Ook hier dient dezelfde opmerking gemaakt te worden als in vraag 1 nl. dat deze pro-hormonen ook van nature kunnen voorkomen en dat een profiel zal dienen te worden opgemaakt van dieren die behandeld werden met pro-hormonen en niet-behandelde dieren. Zelfs na identificatie van deze componenten met massaspectrometrie volgens Beschikking 657/2002/EG is exogene toediening van deze stoffen en misbruik ervan niet aangetoond.

3. Het Federaal Agentschap voor de veiligheid van de voedselketen (FAVV) heeft geen kennis in welke takken pro-hormonen worden toegepast. In 2010 werden 2 pro-hormonen aangetroffen in een spuit bij een controle in de paardensector (wedrennen).

4. In de laatste 3 jaar werden geen handelaars van pro-hormonen veroordeeld.
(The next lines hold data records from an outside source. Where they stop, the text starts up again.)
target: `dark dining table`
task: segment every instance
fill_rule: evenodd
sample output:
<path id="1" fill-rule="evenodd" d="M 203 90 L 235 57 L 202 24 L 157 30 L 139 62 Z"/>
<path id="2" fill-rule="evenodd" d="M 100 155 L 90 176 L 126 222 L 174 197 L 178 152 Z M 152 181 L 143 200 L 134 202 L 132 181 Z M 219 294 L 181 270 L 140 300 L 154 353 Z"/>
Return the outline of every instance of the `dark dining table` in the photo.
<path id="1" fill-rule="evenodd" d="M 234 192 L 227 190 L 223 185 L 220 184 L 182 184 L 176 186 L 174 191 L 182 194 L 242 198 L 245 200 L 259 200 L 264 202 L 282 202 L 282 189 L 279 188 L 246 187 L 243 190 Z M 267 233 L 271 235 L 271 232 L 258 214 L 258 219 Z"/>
5. Er werden geen veetelers of vetmesters in vervolging gesteld of veroordeeld voor het gebruik van pro-hormonen.

6. Door het eventueel gebruik van pro-hormonen op dieren wordt de endogene hormoon aanmaak van het dier gestimuleerd; het is moeilijk op het dier zelf te kunnen uitmaken of er pro-hormonen werden toegediend. Met de ingebruikname van de GC-C-IRMS methode (zie antwoord op vraag 1) zal dit inde toekomst vermoedelijk wel mogelijk worden.